Ob die Parteien des Arbeitsverhältnisses dennoch eine mündliche Nebenabrede getroffen hatten, dass der Kläger einen Lehrgang zur Grundqualifikation für Berufskraftfahrer absolviere, ist zwischen den Parteien streitig. Jedenfalls trägt der Beklagte vor, dass man sich bei Vertragsschluss einig gewesen sei, dass der Arbeitnehmer D. sich bis zum Beginn des Arbeitsverhältnisses am 1. Juli 2016 zu einem hierfür erforderlichen Lehrgang anmelde und dieses dem Beklagten nachweise.

Der Arbeitnehmer D. trat seinen Dienst bei dem Beklagten am 1. Juli 2016 an, ohne einen solchen Lehrgang besucht zu haben. Unstreitig benötigte der Arbeitnehmer D. einen solchen Lehrgang nicht für die Ausübung seiner Tätigkeit. Es hätte allenfalls im Einzelfall Diskussionen über etwaige Ordnungswidrigkeiten reduziert. Nach dem ergänzenden Vortrag in der Berufungsverhandlung sollte der Kläger auch LKWs im Austausch zu verschiedenen Baustellen fahren.

Ab Montag, dem 18. Juli 2016 erkrankte der Arbeitnehmer D. arbeitsunfähig. Die Arbeitsunfähigkeit wurde wohl ursprünglich bis einschließlich dem 25. Juli 2016 bescheinigt. Am 26. Juli 2016 wurde eine Fortdauer der Arbeitsunfähigkeit bis voraussichtlich zum 12. August 2016 festgestellt. Nach dem vom Beklagten bestrittenen Vorbringen der Klägerin hat der Arbeitnehmer D. den Betrieb des Beklagten am 26. Juli 2016 davon telefonisch in Kenntnis gesetzt.

Am 26. Juli 2016 kündigte der Beklagte das Arbeitsverhältnis zum 10.8.2016.

Die klagende Krankenkasse macht gegenüber dem Beklagten aus übergegangenem Recht gemäß § 115 Abs. 1 SBG X i. V. m. §§ 8 Abs. 1 Satz 1, 3. Abs. 1 Satz 1 und Abs. 3 EFZG Anspruch auf Erstattung des an den Arbeitnehmer D. in rechnerisch unstreitiger Höhe von 1.192,77 EUR gezahlten Krankengeldes geltend, da sie davon ausgeht, dass die Kündigung aufgrund der fortgesetzten Arbeitsunfähigkeit des Herrn D. erfolgt sei.

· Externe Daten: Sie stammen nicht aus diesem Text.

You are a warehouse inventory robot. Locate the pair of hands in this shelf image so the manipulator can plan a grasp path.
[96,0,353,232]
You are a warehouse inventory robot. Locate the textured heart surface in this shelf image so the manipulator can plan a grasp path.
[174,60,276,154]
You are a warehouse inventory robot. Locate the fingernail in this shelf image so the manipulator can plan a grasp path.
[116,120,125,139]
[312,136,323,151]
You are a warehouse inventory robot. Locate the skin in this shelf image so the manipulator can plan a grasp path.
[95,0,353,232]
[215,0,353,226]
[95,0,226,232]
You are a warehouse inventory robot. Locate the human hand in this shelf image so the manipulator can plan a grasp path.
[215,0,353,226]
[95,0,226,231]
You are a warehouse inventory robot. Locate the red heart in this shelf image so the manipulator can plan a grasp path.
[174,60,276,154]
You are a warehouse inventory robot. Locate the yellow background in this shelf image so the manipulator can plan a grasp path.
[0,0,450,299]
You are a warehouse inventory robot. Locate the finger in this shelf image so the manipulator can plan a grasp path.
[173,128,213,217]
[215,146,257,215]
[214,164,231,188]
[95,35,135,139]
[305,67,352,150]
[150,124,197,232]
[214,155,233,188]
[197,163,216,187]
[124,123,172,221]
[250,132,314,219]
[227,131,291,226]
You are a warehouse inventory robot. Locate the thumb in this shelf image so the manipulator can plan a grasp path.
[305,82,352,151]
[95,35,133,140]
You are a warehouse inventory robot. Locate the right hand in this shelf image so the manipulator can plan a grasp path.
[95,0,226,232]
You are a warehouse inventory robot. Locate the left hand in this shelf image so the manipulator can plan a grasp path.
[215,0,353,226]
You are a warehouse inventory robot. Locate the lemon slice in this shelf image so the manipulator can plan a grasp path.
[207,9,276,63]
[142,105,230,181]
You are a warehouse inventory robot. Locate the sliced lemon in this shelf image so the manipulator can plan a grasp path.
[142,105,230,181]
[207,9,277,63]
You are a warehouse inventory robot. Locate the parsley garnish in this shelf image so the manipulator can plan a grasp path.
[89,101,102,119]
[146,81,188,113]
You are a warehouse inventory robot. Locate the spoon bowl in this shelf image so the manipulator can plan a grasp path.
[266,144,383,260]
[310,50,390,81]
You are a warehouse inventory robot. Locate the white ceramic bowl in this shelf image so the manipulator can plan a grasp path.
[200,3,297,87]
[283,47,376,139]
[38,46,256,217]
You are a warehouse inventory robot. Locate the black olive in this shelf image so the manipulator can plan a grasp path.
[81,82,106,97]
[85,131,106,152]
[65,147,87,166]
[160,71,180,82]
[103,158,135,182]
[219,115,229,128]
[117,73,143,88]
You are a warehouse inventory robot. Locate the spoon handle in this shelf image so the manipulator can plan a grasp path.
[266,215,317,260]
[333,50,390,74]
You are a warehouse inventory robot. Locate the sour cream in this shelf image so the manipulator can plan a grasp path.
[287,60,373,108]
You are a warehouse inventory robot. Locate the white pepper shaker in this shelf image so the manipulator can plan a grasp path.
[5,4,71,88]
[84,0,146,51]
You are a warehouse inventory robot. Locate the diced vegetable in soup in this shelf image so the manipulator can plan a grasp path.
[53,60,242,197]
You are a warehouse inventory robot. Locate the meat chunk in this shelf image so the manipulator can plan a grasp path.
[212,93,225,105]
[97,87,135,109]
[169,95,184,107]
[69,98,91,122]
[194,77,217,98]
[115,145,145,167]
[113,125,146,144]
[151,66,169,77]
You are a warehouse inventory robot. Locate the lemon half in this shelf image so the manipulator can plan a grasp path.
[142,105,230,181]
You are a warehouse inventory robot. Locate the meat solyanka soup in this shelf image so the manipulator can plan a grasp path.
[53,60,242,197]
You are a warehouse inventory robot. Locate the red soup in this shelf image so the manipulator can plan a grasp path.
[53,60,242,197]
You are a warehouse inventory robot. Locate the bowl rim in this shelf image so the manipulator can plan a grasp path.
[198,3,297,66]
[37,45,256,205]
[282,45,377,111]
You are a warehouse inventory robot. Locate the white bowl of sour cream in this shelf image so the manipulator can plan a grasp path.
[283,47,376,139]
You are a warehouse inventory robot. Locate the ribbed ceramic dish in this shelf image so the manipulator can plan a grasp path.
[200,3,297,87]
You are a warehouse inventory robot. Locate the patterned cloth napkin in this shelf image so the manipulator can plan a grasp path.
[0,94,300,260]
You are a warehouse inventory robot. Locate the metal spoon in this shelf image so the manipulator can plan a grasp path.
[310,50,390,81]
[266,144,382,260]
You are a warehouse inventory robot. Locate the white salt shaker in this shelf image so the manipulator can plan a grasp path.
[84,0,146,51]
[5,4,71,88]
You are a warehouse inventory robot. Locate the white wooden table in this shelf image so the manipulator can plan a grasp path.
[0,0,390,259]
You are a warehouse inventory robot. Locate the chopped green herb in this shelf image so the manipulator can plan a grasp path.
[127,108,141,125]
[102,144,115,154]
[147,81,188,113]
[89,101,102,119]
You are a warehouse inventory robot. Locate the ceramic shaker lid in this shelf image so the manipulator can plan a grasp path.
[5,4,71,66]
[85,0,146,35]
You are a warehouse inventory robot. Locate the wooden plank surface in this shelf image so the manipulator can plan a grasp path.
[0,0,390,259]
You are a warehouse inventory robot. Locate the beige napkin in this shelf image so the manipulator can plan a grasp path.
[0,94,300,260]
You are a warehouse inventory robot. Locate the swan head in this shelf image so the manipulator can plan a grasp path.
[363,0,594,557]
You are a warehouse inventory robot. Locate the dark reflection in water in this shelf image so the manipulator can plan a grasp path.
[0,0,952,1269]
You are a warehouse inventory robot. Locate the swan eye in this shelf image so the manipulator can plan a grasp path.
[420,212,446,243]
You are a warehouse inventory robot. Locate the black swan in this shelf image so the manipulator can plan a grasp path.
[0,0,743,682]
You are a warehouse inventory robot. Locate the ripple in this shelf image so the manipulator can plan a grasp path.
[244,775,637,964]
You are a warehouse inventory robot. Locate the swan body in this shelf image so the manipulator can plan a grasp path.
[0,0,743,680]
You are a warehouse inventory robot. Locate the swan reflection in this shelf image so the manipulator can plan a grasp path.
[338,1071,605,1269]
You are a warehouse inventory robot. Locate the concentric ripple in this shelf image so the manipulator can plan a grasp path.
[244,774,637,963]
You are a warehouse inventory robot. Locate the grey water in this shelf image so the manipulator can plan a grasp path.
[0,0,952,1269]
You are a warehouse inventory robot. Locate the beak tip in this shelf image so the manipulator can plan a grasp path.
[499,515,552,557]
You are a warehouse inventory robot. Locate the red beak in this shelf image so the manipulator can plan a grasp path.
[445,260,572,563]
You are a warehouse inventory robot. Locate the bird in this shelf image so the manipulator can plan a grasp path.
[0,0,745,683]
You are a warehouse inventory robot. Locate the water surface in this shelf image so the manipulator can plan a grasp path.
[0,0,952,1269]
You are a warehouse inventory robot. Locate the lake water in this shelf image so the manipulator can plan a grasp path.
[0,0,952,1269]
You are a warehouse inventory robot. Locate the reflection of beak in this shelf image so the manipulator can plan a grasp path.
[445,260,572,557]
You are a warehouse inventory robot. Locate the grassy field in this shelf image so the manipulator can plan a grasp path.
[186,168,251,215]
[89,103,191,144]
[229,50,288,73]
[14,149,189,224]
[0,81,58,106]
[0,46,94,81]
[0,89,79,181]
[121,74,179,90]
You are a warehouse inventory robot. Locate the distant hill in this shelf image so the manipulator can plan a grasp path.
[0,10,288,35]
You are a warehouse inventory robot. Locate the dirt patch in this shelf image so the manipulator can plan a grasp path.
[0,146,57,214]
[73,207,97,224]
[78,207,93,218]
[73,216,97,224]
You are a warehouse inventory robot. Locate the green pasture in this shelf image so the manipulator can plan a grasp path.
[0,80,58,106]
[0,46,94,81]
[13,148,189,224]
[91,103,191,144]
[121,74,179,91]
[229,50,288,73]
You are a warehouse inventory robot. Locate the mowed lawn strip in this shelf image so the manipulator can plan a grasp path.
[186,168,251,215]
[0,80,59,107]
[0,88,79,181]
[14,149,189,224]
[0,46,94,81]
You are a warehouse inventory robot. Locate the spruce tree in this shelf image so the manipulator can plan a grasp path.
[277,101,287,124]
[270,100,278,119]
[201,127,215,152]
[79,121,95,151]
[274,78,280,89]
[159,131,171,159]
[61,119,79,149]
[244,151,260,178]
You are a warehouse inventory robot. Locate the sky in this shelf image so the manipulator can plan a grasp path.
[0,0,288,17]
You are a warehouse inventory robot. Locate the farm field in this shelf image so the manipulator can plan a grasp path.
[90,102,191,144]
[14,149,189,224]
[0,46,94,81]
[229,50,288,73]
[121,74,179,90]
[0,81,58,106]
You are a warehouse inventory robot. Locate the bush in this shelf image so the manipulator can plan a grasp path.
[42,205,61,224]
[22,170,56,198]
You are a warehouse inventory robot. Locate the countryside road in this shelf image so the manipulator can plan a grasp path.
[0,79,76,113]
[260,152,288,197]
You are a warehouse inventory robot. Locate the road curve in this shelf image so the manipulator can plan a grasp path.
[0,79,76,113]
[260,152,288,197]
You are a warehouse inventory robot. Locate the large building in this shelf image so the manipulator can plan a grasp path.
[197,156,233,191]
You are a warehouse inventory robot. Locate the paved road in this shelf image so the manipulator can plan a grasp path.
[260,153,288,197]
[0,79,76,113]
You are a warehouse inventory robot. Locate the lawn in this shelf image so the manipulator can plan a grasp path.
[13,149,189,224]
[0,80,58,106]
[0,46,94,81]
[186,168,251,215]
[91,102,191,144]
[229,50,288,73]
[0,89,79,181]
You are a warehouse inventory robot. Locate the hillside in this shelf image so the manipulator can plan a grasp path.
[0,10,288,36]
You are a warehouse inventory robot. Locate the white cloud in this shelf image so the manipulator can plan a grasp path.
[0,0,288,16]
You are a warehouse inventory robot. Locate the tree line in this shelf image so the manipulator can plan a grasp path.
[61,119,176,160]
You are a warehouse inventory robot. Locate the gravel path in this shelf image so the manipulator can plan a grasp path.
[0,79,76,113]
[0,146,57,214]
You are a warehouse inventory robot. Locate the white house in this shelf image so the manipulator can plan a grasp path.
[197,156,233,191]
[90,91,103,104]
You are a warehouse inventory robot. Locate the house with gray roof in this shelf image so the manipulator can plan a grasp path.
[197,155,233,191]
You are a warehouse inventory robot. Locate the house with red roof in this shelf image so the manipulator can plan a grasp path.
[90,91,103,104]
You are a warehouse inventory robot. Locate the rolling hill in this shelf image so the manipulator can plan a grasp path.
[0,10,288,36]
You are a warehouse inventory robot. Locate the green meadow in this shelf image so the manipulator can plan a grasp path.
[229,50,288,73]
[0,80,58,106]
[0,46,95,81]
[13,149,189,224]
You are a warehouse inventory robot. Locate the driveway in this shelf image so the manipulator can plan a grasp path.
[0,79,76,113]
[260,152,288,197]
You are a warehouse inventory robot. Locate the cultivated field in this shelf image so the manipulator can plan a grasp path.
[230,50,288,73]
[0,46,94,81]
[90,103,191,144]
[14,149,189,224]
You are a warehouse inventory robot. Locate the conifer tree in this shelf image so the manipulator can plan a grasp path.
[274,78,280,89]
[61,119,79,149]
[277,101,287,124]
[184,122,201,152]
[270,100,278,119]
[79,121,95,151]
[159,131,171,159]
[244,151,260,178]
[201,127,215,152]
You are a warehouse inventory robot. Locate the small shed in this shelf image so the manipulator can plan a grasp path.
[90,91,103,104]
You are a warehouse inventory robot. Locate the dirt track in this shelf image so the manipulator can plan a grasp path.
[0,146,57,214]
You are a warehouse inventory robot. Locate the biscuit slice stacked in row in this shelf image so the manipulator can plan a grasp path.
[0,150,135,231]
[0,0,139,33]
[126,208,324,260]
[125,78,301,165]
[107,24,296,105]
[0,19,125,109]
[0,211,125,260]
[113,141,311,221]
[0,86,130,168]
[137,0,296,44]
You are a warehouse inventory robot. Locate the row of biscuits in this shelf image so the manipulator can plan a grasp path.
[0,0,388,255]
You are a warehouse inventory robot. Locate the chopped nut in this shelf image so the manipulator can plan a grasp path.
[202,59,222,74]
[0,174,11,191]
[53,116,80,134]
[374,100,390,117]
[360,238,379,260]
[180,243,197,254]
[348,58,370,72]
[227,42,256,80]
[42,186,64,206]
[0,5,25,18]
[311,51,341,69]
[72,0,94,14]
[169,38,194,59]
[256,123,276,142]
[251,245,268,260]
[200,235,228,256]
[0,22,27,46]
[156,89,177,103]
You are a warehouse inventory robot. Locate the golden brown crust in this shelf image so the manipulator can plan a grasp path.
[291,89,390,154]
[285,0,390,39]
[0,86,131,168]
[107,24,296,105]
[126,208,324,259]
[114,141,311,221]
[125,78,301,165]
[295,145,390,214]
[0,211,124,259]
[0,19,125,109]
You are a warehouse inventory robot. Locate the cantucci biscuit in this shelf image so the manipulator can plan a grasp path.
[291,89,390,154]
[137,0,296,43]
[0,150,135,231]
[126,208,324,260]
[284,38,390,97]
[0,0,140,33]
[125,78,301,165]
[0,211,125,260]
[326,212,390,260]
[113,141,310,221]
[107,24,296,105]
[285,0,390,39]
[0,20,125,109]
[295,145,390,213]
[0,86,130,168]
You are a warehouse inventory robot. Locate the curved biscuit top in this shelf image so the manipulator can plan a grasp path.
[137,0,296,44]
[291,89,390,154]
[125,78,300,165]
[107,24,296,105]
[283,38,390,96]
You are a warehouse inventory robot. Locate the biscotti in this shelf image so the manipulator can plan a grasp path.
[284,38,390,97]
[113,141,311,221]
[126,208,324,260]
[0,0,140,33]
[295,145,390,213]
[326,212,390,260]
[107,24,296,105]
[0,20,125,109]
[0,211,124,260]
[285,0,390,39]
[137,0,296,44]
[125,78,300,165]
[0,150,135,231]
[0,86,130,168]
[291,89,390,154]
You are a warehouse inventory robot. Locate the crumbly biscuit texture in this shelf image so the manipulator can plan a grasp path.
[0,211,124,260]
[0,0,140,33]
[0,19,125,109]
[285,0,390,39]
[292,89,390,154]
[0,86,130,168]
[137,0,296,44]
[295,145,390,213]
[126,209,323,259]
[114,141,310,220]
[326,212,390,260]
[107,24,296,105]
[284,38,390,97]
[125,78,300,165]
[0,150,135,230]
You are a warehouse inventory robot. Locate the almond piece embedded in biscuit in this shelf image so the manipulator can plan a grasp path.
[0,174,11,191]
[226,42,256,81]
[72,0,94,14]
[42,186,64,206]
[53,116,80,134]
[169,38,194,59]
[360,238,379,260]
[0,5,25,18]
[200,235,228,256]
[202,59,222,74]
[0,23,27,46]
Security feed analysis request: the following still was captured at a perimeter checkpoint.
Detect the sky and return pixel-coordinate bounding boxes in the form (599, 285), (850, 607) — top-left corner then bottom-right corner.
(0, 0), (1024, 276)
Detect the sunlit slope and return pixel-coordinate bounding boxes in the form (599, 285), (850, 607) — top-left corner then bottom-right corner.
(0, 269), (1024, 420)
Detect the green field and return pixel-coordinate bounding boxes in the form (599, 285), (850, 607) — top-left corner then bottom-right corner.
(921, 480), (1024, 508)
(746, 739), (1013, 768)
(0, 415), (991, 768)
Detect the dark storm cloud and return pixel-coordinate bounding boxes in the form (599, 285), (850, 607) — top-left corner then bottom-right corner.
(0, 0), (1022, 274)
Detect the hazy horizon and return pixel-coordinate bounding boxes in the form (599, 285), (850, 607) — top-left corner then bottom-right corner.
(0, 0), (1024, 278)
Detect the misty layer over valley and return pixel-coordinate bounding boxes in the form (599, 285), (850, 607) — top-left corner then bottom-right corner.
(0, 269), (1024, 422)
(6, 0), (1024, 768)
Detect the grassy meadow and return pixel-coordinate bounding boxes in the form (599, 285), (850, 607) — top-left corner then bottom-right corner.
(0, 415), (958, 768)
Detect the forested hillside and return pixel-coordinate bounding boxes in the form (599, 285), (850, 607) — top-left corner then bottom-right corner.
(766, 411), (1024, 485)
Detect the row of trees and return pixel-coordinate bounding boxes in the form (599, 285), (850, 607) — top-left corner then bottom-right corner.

Der Beklagte erwidert, dass die Kündigung aufgrund einer Schlechtleistung des Herrn D. am 14. Juli 2016 sowie dem trotz mehrfacher Erinnerung unterlassenen Erwerb der Grundqualifikation als Berufskraftfahrer erfolgt sei. Der Arbeitnehmer D. habe am Donnerstag, dem 14. Juli 2016 an einem LKW mangelhaft gearbeitet. Eine nach einer TÜV-Untersuchung erforderliche Bremsenreparatur habe er unzureichend erledigt, so dass bei einer Wiedervorführung am 14. Juli 2016 erneut Mängel festgestellt worden seien, die dann von einem anderen Arbeitnehmer (Markus Redlich) abgestellt worden seien.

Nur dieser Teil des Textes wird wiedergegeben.